I call this newfound ritual of stupidity, simply, “Tattoo Talk”.

And if you have a lot of good tattoos and you feel the same way about humanity as I do, then you’ve probably had it.

It usually starts like this: you’re somewhere in public, in a line somewhere, maybe the library. And the guy behind you notices whatever you have on you and usually says something incredibly dumb like, “Sweet ink, Bro.” Sweet ink? Why would someone talk to me like that? Why don’t they just throw me on the ground right there and take a shit in my ear? It would feel the same as hearing that phrase.

Then they usually want to know who did it and how much it cost you. THEN they insist that you see their ‘sweet ink’ even though you never asked. They start lifting up their shirt, usually to show you some tribal shit. I always make it a point to ask tribal tattoo dude, (which is a special breed of douche, I might add) what tribe he actually belongs to and what culture he is indigenous to. And if he has some stupid answer like, “Oh I spent the summer of my freshman year at Westminster with the Mayan Tribal offshoot of …Blah Blah Blah…and this is a tribute to them.” then tell him to go back and not ruin a wonderful first world country by talking to me about such stupid shit.
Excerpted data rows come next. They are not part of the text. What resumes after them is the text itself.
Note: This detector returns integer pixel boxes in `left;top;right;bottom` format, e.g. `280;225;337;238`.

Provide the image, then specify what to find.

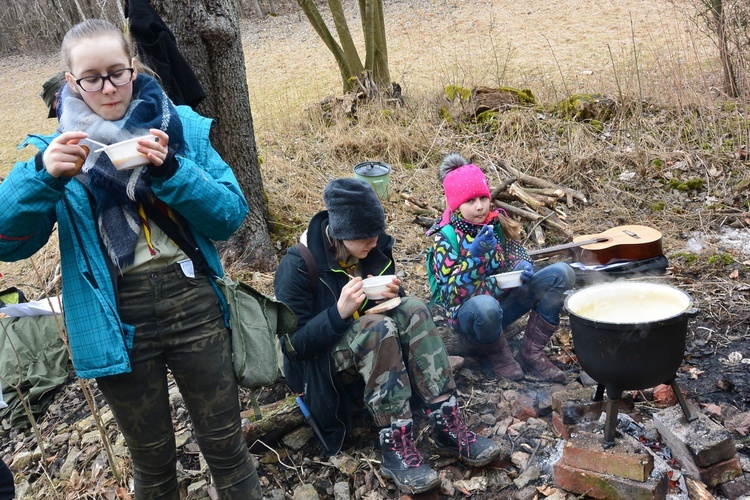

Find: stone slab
654;405;737;468
552;460;669;500
561;431;654;482
698;455;742;488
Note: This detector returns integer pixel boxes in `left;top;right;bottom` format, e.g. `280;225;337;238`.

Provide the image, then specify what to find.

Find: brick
561;431;654;482
510;394;536;422
552;411;570;439
700;455;742;488
720;477;750;500
653;405;737;468
552;460;669;500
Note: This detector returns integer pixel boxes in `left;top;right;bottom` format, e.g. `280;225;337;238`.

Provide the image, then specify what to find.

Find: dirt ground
0;0;750;499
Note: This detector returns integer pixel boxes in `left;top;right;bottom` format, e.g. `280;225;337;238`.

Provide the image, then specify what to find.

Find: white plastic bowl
362;274;396;300
492;271;523;288
101;135;159;170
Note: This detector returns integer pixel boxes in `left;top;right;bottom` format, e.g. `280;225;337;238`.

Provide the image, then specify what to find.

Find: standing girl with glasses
0;20;261;499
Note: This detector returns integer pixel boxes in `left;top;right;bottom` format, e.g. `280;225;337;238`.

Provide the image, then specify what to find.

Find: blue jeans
96;265;262;500
456;262;575;344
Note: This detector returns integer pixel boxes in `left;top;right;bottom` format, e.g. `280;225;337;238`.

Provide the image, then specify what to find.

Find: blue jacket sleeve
152;106;248;240
0;158;69;262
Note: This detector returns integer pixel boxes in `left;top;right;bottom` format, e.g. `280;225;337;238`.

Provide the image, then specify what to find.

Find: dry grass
0;0;750;496
0;0;750;291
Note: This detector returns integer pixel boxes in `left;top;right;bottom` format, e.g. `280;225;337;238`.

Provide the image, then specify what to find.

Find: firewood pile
400;160;588;246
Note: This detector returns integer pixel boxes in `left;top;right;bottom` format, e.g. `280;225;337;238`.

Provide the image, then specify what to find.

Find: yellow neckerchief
138;203;177;255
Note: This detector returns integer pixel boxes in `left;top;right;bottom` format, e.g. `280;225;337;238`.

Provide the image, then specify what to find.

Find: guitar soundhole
623;229;641;240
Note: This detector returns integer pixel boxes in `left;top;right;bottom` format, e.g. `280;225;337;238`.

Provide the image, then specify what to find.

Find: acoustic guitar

Tattoo talk is my favorite excuse for being late to something. “Sorry I’m late to the SLUG writers meeting guys. I was trying to get my Starbucks on and this jack off behind me started having tattoo talk. Then I almost had to punch him out when I asked his white girlfriend what all that Chinese shit on her back could possibly mean to her, seeing how she didn’t speak Chinese and all.”
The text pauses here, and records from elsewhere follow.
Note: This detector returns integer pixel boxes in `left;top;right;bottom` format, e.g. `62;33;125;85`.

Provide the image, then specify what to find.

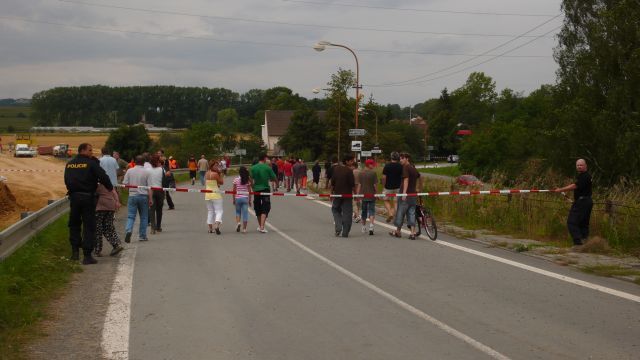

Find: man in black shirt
553;159;593;246
64;143;113;265
382;151;402;222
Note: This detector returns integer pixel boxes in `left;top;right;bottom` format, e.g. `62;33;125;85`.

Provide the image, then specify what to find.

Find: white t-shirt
147;166;164;187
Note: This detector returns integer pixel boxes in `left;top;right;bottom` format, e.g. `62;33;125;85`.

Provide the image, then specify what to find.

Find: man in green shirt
251;154;276;233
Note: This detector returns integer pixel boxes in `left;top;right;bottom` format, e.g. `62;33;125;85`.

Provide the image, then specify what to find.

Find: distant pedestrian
357;159;378;235
100;147;120;190
122;155;153;243
382;151;402;223
389;153;420;240
198;155;209;186
311;161;322;189
162;156;176;210
553;159;593;246
251;154;276;233
187;155;198;185
330;154;356;237
64;143;113;265
149;154;164;234
204;160;224;235
94;184;123;256
233;166;252;234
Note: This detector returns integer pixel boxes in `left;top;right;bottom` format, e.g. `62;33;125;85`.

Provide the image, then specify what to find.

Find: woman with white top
147;154;164;234
204;160;224;235
233;166;251;234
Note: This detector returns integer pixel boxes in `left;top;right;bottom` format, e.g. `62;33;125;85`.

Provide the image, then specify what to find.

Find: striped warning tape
117;184;551;199
0;169;64;172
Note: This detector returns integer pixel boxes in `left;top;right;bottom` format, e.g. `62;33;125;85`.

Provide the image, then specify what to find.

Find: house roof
264;110;326;136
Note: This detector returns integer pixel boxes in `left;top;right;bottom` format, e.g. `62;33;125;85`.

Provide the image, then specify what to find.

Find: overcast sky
0;0;563;106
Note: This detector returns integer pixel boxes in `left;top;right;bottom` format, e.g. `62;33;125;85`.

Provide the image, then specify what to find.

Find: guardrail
0;197;69;261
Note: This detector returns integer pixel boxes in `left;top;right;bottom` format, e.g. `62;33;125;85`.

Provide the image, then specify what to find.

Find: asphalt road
129;181;640;359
Another funny thing about tattoo talk that I just realized is that it never happens with girls who have shit on their lower backs. Or tramp stamps as they are better known. I think this is because most girls don’t want to explain to a stranger why they have a jizz bulls-eye on them, it’s already pretty obvious why they have it.

Tattoo talk rarely involves the question, “What does your tattoo mean?” Tattoo talk is more about status than it is about really knowing a person. But who really wants to get to know anyone these days? Not me.

P.S. To all tattoo artists everywhere––please please please never talk anyone out of a bad tattoo, ever! Especially not tribals, lower back cum targets and Oriental shit on white chicks. Why? Bad tattoos might be the best method we have as a culture to instantly weed out the douche bags. Like when I see a guy with a tribal around his Yoga-sculpted triceps, I INSTANTLY know I don’t ever want to talk to that fuckface, thus the artist is doing me a public service. To me it’s the same red flag as seeing a dude with a swastika engraved on his face.